Copper-Ion-Assisted Precipitation Etching Method for the Luminescent Enhanced Assembling of Sulfur Quantum Dots

Qi-Le Li; Lin-Xing Shi; Ke Du; Yong Qin; Shu-Jie Qu; De-Qian Xia; Zhen Zhou; Zeng-Guang Huang; Shou-Nian Ding

doi:10.1021/acsomega.9b04465

Copper-Ion-Assisted Precipitation Etching Method for the Luminescent Enhanced Assembling of Sulfur Quantum Dots

ACS Omega. 2020 Mar 3;5(10):5407-5411. doi: 10.1021/acsomega.9b04465. eCollection 2020 Mar 17.

Authors

Qi-Le Li^{1

2

3}, Lin-Xing Shi^{1

4}, Ke Du¹, Yong Qin¹, Shu-Jie Qu¹, De-Qian Xia¹, Zhen Zhou¹, Zeng-Guang Huang¹, Shou-Nian Ding³

Affiliations

¹ School of Science, Jiangsu Ocean University, Lianyungang 222005, P. R. China.
² Jiangsu Pacific Quartz Co., Ltd., Lianyungang 222005, P. R. China.
³ School of Chemistry and Chemical Engineering, Southeast University, Nanjing, Jiangsu 211189, P. R. China.
⁴ Jiangsu Key Laboratory of Function Control Technology for Advanced Materials, Jiangsu Ocean University, Lianyungang 222000, P. R. China.

Abstract

In this study, we report a metal-ion-assisted precipitation etching strategy that can be used to manipulate the optical properties associated with the assembling of sulfur quantum dots (S dots) using copper ions.

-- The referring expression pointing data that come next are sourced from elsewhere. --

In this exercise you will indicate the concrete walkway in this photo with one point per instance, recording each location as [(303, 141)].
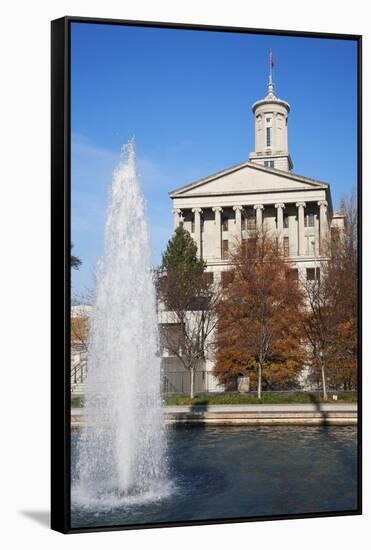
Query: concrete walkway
[(309, 414)]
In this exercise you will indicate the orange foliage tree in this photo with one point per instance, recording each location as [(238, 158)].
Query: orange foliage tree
[(259, 330)]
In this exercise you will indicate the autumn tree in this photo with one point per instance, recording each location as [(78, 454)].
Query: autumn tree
[(330, 319), (189, 298), (258, 329)]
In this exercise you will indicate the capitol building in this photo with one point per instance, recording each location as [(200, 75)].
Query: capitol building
[(261, 193)]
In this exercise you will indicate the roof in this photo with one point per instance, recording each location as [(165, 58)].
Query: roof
[(254, 166)]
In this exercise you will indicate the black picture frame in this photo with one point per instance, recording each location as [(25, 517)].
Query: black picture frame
[(60, 268)]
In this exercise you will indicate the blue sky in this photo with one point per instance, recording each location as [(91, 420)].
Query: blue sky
[(186, 96)]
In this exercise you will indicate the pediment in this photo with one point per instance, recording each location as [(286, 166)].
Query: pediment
[(245, 178)]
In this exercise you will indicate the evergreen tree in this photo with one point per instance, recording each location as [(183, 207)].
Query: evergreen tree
[(190, 298)]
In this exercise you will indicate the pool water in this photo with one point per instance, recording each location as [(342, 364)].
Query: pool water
[(223, 472)]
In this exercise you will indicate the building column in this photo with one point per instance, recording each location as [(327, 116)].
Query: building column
[(218, 229), (280, 207), (259, 216), (198, 237), (301, 240), (238, 221), (323, 224), (178, 218)]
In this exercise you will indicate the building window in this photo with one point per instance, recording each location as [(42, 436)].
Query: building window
[(309, 219), (208, 277), (251, 220), (313, 273), (293, 275), (225, 250), (227, 278), (269, 136), (286, 249)]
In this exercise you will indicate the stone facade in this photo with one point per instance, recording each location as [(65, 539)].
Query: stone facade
[(260, 193)]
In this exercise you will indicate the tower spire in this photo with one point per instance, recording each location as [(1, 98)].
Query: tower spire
[(270, 81)]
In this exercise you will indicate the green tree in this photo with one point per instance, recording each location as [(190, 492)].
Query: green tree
[(190, 300)]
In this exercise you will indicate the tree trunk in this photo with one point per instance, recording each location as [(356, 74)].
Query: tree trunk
[(259, 382), (324, 386), (192, 383)]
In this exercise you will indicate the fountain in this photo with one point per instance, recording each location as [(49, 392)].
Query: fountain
[(121, 449)]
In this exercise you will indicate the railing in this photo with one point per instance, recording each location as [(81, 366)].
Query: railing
[(78, 373)]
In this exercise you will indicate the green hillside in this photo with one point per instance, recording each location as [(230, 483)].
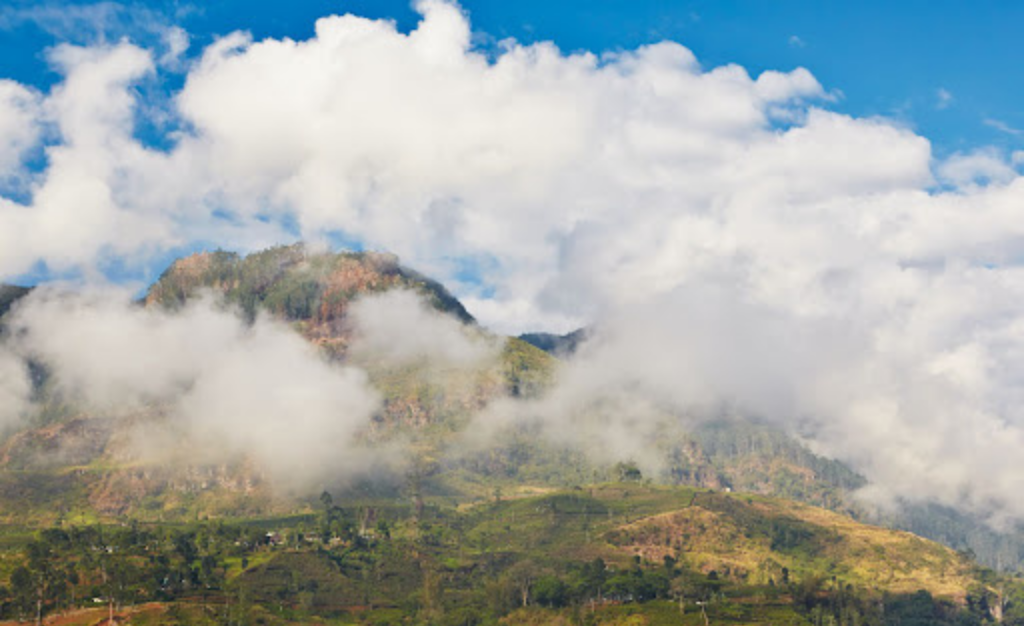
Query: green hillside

Transmission electron microscopy confirmed that the S dots were mainly distributed within 50-80 nm and that they exhibited an ambiguous boundary. After the post-synthetic Cu²⁺-assisted modification was completed, the assisted precipitation-etching S dots (APE-S dots) were observed to exhibit a relatively clear boundary with a high fluorescence (FL) quantum yield (QY) of 32.8%. Simultaneously, the Fourier transform infrared radiation, X-ray photoelectron spectra, and time-resolved FL decay spectra were used to illustrate the improvement in the FL QY of the APE-S dots.